For now, it is settled:

  • No .deb distribution;
  • Improve the Flatpak and promote it as the de-facto universal way to install Nyxt on GNU/Linux for less advanced users;
  • Evangelize the need for a Nyxt PPA in the community (note that we should not do it ourselves).

This issue will remain open for those who would like to package Nyxt for Ubuntu.

aadcg avatar Jul 03 '23 10:07 aadcg

Acknowledged!

jmercouris avatar Jul 03 '23 10:07 jmercouris

Looking at which Ubuntu versions provide libwebkitgtk >= 2.40.1, as of this writing, one concludes we can only target Ubuntu versions 23.04 (Lunar) and 23.10 (Mantic).

This shows that publishing a .deb (when generated by a method such as https://github.com/atlas-engineer/build-script-archive) requires attention and maintenance work that will slow us down for little in return.
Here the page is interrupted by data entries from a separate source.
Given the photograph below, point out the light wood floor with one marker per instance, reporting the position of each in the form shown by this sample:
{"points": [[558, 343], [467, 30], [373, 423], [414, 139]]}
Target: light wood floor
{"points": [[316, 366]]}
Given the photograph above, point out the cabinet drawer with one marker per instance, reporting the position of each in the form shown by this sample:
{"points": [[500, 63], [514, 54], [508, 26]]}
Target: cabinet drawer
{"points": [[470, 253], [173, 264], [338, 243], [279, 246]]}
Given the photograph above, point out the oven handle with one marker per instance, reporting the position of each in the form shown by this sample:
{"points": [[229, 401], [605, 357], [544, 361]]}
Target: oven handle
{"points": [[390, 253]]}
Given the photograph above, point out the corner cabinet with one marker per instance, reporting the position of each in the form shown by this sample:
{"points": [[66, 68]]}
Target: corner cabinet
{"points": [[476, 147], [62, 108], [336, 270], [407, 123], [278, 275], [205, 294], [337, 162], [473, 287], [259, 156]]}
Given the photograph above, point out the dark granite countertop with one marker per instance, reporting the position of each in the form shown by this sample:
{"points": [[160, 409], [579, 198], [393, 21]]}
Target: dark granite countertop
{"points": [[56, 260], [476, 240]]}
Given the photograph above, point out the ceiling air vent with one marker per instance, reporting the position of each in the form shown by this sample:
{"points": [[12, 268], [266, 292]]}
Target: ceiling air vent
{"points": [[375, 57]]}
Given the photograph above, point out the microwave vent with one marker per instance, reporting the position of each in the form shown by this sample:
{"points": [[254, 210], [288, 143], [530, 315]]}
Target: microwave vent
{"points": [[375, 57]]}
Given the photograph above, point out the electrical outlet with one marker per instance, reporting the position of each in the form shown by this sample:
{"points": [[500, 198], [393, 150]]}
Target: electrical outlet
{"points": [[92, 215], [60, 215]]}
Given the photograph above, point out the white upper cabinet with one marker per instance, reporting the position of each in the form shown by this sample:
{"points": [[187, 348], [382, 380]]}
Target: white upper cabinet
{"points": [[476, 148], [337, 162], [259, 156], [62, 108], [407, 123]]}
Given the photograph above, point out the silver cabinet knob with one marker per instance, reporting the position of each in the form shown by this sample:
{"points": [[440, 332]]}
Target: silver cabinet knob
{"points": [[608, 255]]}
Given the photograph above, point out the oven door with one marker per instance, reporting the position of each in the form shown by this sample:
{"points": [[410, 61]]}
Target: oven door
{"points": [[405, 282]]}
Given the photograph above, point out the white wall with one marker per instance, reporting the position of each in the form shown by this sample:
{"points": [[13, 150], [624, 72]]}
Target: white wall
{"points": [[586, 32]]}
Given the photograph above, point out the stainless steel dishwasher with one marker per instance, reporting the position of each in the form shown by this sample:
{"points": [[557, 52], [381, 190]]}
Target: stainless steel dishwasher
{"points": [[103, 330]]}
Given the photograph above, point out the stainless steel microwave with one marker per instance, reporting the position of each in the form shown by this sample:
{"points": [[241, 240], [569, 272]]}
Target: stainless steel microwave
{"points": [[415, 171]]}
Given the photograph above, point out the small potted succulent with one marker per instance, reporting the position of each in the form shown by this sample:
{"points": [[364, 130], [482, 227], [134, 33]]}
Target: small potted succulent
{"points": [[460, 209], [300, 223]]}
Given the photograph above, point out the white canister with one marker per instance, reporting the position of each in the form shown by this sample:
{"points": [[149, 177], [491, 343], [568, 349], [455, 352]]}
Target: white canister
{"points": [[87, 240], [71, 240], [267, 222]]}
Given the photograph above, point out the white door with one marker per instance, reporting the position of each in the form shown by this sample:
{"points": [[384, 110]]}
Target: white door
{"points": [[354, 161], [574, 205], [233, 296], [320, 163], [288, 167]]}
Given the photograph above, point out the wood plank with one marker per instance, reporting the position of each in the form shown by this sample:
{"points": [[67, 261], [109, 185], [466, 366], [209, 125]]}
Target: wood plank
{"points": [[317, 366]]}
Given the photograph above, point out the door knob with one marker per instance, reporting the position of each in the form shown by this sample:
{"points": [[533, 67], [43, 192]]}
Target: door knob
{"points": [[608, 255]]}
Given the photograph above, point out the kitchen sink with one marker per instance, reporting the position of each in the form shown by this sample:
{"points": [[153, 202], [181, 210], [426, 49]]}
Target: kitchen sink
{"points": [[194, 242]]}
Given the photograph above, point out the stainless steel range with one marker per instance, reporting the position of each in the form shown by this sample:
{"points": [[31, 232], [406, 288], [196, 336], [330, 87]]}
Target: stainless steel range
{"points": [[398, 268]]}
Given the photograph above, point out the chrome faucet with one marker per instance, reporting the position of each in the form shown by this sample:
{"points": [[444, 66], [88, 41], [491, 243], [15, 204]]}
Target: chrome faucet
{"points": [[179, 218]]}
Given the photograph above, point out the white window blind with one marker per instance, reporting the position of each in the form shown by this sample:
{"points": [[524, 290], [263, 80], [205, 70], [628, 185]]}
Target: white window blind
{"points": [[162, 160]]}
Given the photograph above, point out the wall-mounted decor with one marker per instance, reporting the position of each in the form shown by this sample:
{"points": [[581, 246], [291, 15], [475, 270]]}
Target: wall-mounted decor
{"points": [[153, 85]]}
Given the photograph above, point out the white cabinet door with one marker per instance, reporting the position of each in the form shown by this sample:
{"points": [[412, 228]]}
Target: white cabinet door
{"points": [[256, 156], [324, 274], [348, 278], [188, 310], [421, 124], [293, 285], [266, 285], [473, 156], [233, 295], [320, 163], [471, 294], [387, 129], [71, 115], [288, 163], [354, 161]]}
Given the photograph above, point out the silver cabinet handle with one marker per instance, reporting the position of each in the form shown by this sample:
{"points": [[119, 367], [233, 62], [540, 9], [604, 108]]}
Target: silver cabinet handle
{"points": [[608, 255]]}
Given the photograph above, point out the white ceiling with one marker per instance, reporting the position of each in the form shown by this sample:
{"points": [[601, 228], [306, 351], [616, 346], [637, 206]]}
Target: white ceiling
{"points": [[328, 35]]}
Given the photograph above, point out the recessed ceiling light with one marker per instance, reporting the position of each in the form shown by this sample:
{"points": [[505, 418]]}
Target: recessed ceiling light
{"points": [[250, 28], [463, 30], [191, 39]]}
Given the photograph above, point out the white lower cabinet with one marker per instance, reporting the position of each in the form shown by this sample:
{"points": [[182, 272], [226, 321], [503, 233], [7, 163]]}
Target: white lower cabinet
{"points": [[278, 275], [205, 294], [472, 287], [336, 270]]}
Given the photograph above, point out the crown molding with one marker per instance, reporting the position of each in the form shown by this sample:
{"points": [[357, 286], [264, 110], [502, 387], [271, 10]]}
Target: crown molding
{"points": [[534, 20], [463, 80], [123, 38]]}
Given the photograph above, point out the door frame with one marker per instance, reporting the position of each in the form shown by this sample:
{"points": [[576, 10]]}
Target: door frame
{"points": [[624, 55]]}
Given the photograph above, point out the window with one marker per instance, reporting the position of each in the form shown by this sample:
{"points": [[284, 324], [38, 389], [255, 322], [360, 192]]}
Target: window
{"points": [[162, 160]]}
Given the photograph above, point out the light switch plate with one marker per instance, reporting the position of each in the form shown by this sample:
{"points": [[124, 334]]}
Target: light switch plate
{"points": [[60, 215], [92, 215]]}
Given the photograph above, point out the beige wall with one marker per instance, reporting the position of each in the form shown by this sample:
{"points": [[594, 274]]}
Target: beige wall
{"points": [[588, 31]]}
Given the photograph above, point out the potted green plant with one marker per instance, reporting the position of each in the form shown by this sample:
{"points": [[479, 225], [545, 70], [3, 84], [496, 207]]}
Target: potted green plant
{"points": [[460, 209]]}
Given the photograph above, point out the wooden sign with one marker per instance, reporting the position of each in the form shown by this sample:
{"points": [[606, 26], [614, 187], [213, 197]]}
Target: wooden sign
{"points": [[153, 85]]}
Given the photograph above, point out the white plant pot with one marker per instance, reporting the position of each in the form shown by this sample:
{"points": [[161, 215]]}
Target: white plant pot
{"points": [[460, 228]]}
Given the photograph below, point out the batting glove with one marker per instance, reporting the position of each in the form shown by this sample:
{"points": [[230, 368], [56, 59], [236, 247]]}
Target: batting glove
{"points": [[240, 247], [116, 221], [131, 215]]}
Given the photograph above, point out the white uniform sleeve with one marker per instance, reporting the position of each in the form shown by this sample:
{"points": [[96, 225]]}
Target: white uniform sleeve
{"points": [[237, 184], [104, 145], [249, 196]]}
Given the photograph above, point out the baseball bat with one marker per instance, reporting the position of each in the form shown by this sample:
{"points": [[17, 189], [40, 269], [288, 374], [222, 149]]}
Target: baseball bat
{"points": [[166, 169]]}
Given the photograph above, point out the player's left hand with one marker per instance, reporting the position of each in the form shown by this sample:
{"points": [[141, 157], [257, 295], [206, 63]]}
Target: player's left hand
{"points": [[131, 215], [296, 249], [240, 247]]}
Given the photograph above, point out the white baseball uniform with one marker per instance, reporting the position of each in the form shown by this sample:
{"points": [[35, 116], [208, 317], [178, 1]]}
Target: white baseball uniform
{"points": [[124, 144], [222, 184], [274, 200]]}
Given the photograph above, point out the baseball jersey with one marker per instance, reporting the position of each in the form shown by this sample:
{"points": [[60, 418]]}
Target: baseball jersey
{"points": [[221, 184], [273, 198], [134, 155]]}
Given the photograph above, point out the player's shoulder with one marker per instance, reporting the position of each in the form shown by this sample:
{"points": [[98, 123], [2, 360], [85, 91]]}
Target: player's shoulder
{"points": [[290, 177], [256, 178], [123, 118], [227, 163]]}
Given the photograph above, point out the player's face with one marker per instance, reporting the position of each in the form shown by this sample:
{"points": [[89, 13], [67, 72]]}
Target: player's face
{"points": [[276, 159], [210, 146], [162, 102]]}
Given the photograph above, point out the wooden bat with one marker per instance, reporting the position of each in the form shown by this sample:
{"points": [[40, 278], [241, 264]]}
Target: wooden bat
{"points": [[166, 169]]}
The Flatpak's runtime updates are less conservative (meaning that we get the latest webkitgtk versions faster) and don't introduce the degree of freedom (= trouble for us) that Ubuntu versions introduces.


PPA experts, please keep in mind that Nyxt requires libwebkitgtk >= 2.40.1. Thanks!

aadcg avatar Jul 03 '23 15:07 aadcg

Would love to see this solutioned with an AppImage instead of a Flatpak. Curious about the existing preference for Flatpak here.

tecfu avatar Jul 04 '23 06:07 tecfu

@tecfu what are the benefits of AppImage over Flatpak in your perspective?

aadcg avatar Jul 04 '23 10:07 aadcg

@aadcg Running an AppImage doesn't require any additional installs. This makes evaluating the software much more accessible: A user simply has to:

  • Download nyxt.AppImage
  • chmod +x nyxt.AppImage
  • ./nyxt.AppImage

With Flatpak, a user needs to install yet another package manager on their system. Some people have no desire to do this, and it also creates an extra step that makes trying out nyxt less likely.

tecfu avatar Jul 04 '23 17:07 tecfu

@tecfu thanks for your input. I agree with the argument and the AppImage is similar to the bundle we distribute - though the bundle has the edge with respect to being transparent and reproducible.

For the less advanced user, the AppImage is even easier to use than our bundle though. It would be a really simple way for Ubuntu users to run Nyxt. I think we should consider this suggestion.

aadcg avatar Jul 04 '23 17:07 aadcg

late to the party but yes, a deb file would be awesome

kurokirasama avatar Jul 19 '23 20:07 kurokirasama

Hello, if anyone would be willing to package Nyxt into an AppImage, I would be willing to pay. Send me an email with your price, [email protected]

jmercouris avatar Aug 29 '23 15:08 jmercouris

It's curious nobody made a .deb package for Debian/Ubuntu at this point. It's not rocket science to compile and package Nyxt. Maybe asking on relevant Debian mailing-list (if any) may help ?

bubbleguuum avatar Sep 04 '23 15:09 bubbleguuum

@bubbleguuum, here's an update based on my views as of today. We used to distribute a .deb package and stopped doing so because none of the developers used Debian-based distributions back then. I see little benefit in maintaining it when we officially maintain the Flathub distribution. A .deb is too costly for too little benefit.

Now, why isn't a .deb package interesting even when supported by the community? The ideal way to package Nyxt for Debian-based distributions is to have it added to the APT repositories. The second best way is to have it available in a PPA. After those, I'd argue that .deb, Appimage and Flatpak stand roughly on equal footing.

We're on Flathub. We'll have an Appimage soon.

In short, we're looking for someone who would be kind enough to package Nyxt as a PPA. The second step would be to have it accepted in the official APT repositories.